Dies gilt auch dann, wenn das herrschende Unternehmen einem
beherrschten Unternehmen Weisungen erteilt. Das herrschende
Unternehmen wird dadurch nicht zusammen mit dem beherrschten
Unternehmen Inhaber eines gemeinsamen Betriebs. Es fehlt an der
hierzu erforderlichen Einbringung von Betriebsmitteln und
Arbeitnehmern. Eine gemeinsame Personalabteilung indiziert einen
Gemeinschaftsbetrieb noch nicht, wenn sich ihre Tätigkeit im
Wesentlichen auf Unterstützungs- und Beratungsleistungen
beschränkt. Entscheidend für einen gemeinsamen Betrieb ist, dass
für die maßgeblichen Personalfragen, wie Einstellung,
Versetzung, Kündigung oder Lage der Arbeitszeit bzw. Gewährung
von Urlaub, eine einheitliche Leitung zuständig ist, die diese
Fragen – unabhängig von der Unternehmenszugehörigkeit der in
dem Betrieb tätigen Mitarbeiter – entscheidet. Ein Beispiel:
Unternehmen
A und B betreiben zusammen einen großen Hotelbetrieb. Als
Küchenpersonal sind Arbeitnehmer des Unternehmens A eingesetzt,
während die Bedienung der Restaurantgäste ebenso wie den Service
im Hotelbetrieb Arbeitnehmer des Unternehmens B leisten.
Sämtliche im Hotel tätigen Arbeitnehmer unterliegen der
Weisungsbefugnis einer einheitlichen Hotelleitung. In diesem Fall
besteht ein Gemeinschaftsbetrieb zwischen A und B.
Anders
als im Fall der Arbeitnehmerüberlassung unterliegt der
Arbeitnehmer im Gemeinschaftsbetrieb nicht dem Weisungsrecht eines
anderen Arbeitgebers. Das Weisungsrecht wird vom einheitlichen
Leitungsapparat der am Gemeinschaftsbetrieb beteiligten
Unternehmen ausgeübt. Dass eine Arbeitnehmerüberlassung und ein
Gemeinschaftsbetrieb sich ausschließen, haben in der jüngeren
Vergangenheit zahlreiche Instanzgerichte unter Verweis auf die
höchstrichterliche Rechtsprechung des BAG – auch in
Konzernstrukturen – immer wieder bestätigt (vgl. LAG Köln v.

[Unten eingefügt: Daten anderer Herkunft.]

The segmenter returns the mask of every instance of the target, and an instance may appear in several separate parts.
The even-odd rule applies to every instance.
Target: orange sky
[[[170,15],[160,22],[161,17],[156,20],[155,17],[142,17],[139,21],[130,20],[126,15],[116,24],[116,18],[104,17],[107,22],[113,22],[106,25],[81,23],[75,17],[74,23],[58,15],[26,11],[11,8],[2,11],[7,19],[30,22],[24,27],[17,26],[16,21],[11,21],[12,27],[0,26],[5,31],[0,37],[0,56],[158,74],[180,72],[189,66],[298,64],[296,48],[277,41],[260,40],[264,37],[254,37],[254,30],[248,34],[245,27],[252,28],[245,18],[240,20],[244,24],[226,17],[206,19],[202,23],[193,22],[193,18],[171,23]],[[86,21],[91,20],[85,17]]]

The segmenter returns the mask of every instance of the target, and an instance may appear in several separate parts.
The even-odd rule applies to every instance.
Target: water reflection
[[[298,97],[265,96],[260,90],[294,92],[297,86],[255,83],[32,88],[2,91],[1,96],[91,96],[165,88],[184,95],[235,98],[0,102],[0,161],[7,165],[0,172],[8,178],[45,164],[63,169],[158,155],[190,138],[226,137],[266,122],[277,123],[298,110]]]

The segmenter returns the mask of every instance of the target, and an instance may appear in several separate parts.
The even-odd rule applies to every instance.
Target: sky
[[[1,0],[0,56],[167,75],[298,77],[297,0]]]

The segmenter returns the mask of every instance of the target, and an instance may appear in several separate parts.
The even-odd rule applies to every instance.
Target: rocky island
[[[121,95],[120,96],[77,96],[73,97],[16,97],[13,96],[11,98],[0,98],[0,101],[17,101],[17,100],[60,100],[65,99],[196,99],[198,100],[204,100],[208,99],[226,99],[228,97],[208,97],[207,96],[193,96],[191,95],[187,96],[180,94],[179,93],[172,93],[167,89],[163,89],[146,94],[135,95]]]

24.02.2021 - 5 Sa 820/20; LAG Bremen v. 06.05.2020 - 3 Sa 47/19).
In diesem Sinne hat jüngst auch das Hess. LAG entschieden (Urt.
v. 15.01.2021 - 3 Sa 1115/19).
II.
Zusammenfassung der Entscheidung
Die
Beklagte zu 1) betreibt den Flughafen A. Seit dem Jahr 2012 bildet
die Beklagte zu 1) zusammen mit der B GmbH einen gemeinsamen
Betrieb mit knapp 10.000 Arbeitnehmern. Die Beklagte zu 2) ist ein
100%iges Tochterunternehmen der Beklagten zu 1). Gegenstand des
Unternehmens der Beklagten zu 2) ist nach der Eintragung im
Handelsregister zunächst gewesen: "Personaldienstleistungen
aller Art, u.A. Personalgestellung auf Grund des
Arbeitnehmerüberlassungsgesetzes (AÜG), die Durchführung von
Werk- und Dienstverträgen und die Personalvermittlung, sowie alle
hiermit im Zusammenhang stehenden Geschäfte". Entsprechend
hatte die Beklagte zu 2) ursprünglich die bei ihr beschäftigten
gewerblichen Arbeitnehmer im Wege der Arbeitnehmerüberlassung an
die Beklagte zu 1) überlassen; diese hat die Zeitarbeitnehmer im
Bereich ihrer Bodenverkehrsdienste (im Folgenden: BVD) eingesetzt.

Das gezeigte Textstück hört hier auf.